Lapisan luar dindingnya yang menempel di batangnya patah dan jatuh dengan suara. Tubuh wanita itu bergoyang ke atas dan ke bawah.

Begitu ia menariknya hingga ke ujung, ia merasa hampa—bahkan wanita itu seakan mendorong kekosongan itu. Lubang seukuran jarum itu terbuka selebar dirinya. Daging merah dan merah itu berkedut sekilas.

"Haa…"

Saat matanya menyentuh tetesan darah di ujungnya, jantungnya berdebar kencang. Ia selalu gelisah oleh darah, tetapi kebahagiaan darah yang hanya bisa ditumpahkan sekali seumur hidup itu luar biasa.

Leon memeluk wanita yang menangis itu. Sambil menahan air mata dari sudut mata wanita itu di bibirnya, dia mendesah dengan gembira. Air mata yang dipenuhi rasa sakit karena ditaklukkan olehnya begitu manis hingga memusingkan.

"Sialan…"

Itu adalah ide gila untuk putri mata-mata dan musuh yang menghinanya, tetapi dia bahkan menganggap wanita itu cukup menyenangkan.

…Sedemikian rupa sehingga dia ingin menjinakkannya dan ingin dia tetap di sisinya.

Kali ini, dia berbisik lembut sambil mencium sudut bibir wanita itu yang robek setelah mengisap batangnya yang berat.

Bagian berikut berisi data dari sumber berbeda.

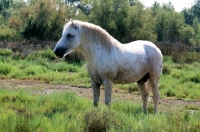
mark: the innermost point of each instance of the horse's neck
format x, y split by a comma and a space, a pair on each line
93, 50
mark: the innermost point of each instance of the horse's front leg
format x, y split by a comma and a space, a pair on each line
144, 94
96, 92
108, 91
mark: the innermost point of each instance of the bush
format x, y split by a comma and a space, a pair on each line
5, 52
5, 68
99, 120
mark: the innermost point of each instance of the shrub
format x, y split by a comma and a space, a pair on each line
98, 120
165, 70
170, 92
5, 68
5, 52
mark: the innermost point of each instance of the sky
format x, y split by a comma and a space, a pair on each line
178, 4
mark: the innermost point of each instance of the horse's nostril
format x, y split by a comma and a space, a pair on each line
54, 51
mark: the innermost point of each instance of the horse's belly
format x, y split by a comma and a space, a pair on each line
126, 77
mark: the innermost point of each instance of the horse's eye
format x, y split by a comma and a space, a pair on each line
70, 35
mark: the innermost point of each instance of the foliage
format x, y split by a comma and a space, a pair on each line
65, 111
124, 20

"Grace Riddle, kau milikku sekarang."

Pada saat itu, wanita itu menoleh dan menolak untuk menciumnya. Wanita itu masih tertipu. Dia belum ditaklukkan. Masih ada jalan panjang yang harus ditempuh sebelum dia dijinakkan… Terlepas dari itu, Leon bersedia menempuh jalan itu, dengan sangat senang.

"Ah-heuk!"

Batang yang telah keluar darinya langsung tertusuk ke dindingnya.

"Nona. Riddle, bagaimana rasanya kalah untuk pertama kalinya oleh babi monarki yang kotor?"

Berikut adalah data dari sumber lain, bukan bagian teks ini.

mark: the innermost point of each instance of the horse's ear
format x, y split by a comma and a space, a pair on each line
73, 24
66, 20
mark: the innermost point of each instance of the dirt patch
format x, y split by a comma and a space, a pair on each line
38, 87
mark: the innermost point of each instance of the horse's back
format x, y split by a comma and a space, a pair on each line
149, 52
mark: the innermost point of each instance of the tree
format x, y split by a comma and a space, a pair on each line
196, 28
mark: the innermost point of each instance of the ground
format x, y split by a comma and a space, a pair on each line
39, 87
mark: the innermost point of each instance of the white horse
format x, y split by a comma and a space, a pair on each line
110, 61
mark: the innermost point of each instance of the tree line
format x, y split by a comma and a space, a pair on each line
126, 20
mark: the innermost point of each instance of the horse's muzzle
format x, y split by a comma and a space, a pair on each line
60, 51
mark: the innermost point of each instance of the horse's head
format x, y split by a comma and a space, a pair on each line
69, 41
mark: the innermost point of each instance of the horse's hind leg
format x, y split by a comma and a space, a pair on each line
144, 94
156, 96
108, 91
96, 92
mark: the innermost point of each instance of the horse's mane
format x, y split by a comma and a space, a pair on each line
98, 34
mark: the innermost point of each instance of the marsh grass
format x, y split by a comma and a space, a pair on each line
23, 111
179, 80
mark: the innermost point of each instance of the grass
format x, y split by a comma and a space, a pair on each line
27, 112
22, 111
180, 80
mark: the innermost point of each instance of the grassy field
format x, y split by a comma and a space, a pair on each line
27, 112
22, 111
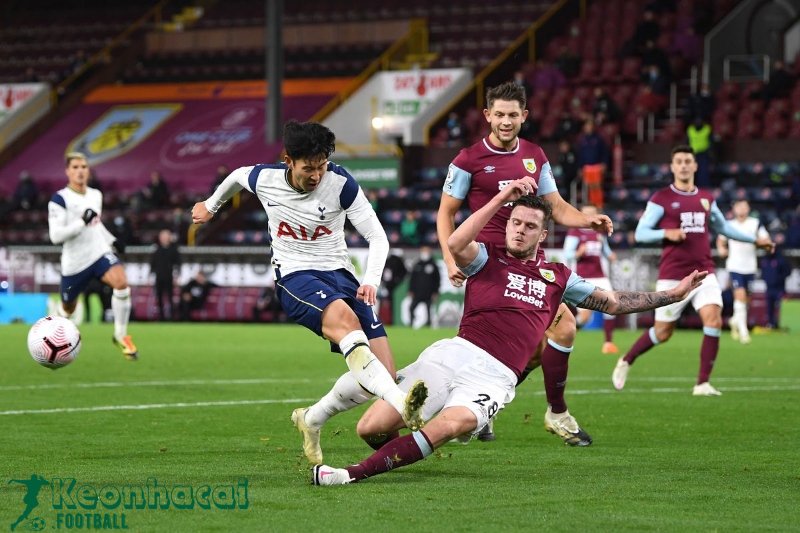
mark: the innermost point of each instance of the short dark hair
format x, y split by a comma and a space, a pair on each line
535, 202
681, 149
507, 91
308, 140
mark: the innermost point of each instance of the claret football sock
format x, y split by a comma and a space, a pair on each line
555, 366
647, 340
401, 451
708, 353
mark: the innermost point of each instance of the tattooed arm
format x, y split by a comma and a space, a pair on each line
621, 302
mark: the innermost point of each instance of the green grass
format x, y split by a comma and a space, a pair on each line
662, 460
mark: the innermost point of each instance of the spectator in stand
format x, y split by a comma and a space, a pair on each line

Leon Winston adalah ahli penyiksaan. Dia tahu betul bagaimana cara menyinggung jiwa Grace dan juga tubuhnya.

"Kau mungkin tidak bermaksud memberikannya padaku. Baiklah... Maafkan aku."

Dia mengejeknya dengan ucapan bermartabat dan hanya makna vulgar, dan di tengah-tengah melakukannya, dia menggerakkan pinggangnya seperti anjing yang sedang birahi dan menyerangnya dengan kasar.